Énième remous dans l'affaire Nuran Topal. Cette enseignante de mathématique dispensait ses cours en portant le voile islamique, à l'école de la Garenne notamment. Cette situation a donné lieu à une réaction du Collège, ordonnant à l'intéressée d'ôter son couvre-chef sur son lieu de travail. Mais un arrêt de la cour d'appel de Mons avait contredit la position de la Ville. Après cette décision, l'enseignante avait repris les cours au Centre éducatif communal secondaire de Couillet, toujours voilée.
Lors du conseil communal de mars dernier, l'assemblée avait, à presque l'unanimité, ratifié un nouveau règlement d'ordre intérieur qui réaffirme la neutralité de l'enseignement en interdisant tout port de signes convictionnels aux enseignants communaux. Le règlement s'appuie sur les principes du décret du 31 mars 1994. Nuran Topal a été directement informée des dispositions qu'elle devait prendre. Ce qu'elle a refusé d'accomplir. Depuis lors, elle ne se présente plus aux cours depuis deux mois sans être couverte par un certificat médical.
Ce lundi, Olivier Chastel, chef de groupe MR, a interpellé le bourgmestre, Jean-Jacques Viseur, sur l'absence irrégulière de l'enseignante. Il a cité une lettre de Me Uyttendaele, avocat de la Ville dans cette affaire, adressée aux édiles. " La Ville de Charleroi ne peut laisser perdurer la situation actuelle. D'une part, en admettant que Mme Topal puisse sans motif médical, s'abstenir de donner ses cours. La Ville créerait une situation qui est de nature à l'affaiblir dans le cadre de l'ensemble des procédures en cours. Ce laxisme viendra confirmer la thèse de l'intéressée selon laquelle elle a bénéficié et bénéficie toujours et encore d'une tolérance de la part de l'autorité."

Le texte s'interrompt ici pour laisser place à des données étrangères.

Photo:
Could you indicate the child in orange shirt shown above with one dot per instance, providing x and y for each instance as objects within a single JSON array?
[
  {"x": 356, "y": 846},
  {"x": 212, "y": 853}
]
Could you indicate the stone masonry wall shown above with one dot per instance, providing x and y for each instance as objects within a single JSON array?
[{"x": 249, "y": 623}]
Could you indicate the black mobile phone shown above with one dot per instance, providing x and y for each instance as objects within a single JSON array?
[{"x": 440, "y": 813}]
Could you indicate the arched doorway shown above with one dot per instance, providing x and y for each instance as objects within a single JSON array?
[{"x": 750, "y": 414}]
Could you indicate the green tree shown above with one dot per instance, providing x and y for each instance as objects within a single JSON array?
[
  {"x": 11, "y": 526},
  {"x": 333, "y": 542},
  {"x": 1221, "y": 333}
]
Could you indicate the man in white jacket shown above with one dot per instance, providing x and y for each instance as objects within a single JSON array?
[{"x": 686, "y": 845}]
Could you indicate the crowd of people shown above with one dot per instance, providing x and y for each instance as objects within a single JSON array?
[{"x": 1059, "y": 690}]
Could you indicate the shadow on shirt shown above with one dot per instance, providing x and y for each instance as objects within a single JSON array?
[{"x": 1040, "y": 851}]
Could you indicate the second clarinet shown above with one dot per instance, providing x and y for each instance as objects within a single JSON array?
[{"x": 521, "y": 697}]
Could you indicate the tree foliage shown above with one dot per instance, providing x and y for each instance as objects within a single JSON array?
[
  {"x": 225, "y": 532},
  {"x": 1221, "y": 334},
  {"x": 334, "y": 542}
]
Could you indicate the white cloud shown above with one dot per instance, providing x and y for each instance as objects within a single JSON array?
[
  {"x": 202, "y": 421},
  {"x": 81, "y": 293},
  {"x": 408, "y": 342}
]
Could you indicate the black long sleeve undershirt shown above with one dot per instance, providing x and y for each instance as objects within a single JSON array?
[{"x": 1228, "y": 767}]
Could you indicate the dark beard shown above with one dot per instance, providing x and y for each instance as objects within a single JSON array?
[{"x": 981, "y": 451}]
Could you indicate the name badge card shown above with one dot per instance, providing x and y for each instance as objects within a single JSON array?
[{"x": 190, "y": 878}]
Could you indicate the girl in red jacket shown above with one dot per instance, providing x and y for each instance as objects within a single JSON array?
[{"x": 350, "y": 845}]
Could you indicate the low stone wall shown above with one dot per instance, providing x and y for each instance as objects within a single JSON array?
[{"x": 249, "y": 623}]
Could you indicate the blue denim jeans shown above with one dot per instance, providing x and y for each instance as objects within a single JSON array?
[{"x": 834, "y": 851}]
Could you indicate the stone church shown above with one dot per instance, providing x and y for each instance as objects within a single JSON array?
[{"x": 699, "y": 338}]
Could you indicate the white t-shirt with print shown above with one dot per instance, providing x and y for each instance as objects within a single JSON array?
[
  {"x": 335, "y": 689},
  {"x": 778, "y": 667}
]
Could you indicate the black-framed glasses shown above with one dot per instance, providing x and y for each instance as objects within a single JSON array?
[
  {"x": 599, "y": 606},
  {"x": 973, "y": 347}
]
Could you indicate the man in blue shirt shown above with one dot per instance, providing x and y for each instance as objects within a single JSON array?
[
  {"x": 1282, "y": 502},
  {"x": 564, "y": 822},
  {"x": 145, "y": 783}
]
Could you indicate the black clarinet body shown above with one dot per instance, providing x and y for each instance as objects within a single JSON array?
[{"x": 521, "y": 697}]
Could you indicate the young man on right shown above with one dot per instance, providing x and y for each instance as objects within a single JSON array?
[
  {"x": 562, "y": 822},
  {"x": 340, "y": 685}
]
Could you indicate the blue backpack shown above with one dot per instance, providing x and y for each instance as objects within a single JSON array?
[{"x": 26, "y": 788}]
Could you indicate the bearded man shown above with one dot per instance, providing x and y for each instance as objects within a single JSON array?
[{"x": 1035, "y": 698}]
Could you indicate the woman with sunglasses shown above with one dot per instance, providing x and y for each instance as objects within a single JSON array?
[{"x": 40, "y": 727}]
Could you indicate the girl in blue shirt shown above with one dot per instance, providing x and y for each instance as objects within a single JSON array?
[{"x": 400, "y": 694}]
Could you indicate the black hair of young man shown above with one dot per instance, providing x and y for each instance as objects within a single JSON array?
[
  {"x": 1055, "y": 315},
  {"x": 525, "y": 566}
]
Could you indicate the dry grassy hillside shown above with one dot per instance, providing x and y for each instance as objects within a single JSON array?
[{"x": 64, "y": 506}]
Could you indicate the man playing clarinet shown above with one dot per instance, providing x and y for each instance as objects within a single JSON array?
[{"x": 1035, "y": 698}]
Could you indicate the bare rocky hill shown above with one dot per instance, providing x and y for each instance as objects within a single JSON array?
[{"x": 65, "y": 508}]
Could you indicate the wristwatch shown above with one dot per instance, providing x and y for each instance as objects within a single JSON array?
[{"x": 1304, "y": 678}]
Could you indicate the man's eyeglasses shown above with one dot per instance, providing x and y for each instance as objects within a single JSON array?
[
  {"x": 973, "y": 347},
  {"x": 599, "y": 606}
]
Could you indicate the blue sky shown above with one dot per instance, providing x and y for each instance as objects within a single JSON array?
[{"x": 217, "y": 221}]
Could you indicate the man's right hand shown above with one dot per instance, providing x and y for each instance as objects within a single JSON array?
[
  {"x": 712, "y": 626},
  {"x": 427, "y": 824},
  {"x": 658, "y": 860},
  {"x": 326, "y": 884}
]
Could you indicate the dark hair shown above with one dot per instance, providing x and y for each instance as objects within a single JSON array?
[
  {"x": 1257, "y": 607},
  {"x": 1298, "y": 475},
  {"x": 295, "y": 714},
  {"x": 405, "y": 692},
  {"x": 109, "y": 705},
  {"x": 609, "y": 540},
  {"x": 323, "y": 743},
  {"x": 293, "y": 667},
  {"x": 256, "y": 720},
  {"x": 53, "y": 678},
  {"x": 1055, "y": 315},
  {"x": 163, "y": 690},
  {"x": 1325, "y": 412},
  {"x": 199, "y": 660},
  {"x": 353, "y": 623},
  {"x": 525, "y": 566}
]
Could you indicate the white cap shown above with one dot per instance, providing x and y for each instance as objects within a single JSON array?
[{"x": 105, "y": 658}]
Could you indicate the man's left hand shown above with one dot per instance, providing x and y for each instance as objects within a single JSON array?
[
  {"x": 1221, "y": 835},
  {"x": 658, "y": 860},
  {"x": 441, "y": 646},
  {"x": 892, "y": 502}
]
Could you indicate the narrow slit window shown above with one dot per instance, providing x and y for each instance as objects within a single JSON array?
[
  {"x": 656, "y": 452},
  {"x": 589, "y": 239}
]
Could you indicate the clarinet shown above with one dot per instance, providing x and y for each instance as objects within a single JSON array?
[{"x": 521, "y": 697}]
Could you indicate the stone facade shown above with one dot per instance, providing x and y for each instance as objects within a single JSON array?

Jean-Jacques Viseur a rétorqué en rappelant le principe de neutralité défendu par le Collège, équivalent à celui de laïcité en France. Au début du mois passé, l'exécutif carolo avait interrogé l'inspecteur général de la Communauté française qui lui donnait la permission de licencier Nuran Topal. Le Collège a convoqué l'enseignante pour le 8 juin et une décision sera prise le 14. " Il y a deux possibilités, lance le bourgmestre. Soit elle accepte les principes du décret du 31 mars 1994, soit elle maintient sa position et nous respecterons l'avis de la Communauté française." Ceci éviterait de donner des arguments supplémentaires à Nuran Topal, sur l'inertie de la Ville, dans le cas d'un recours devant le Conseil d'État.
Rassuré par le mayeur, Olivier Chastel reste tout de même perplexe quant à la lenteur de cette décision après la lettre du Conseil de la Ville. Le délai de réflexion accordée par le bourgmestre à l'enseignante n'a que trop duré.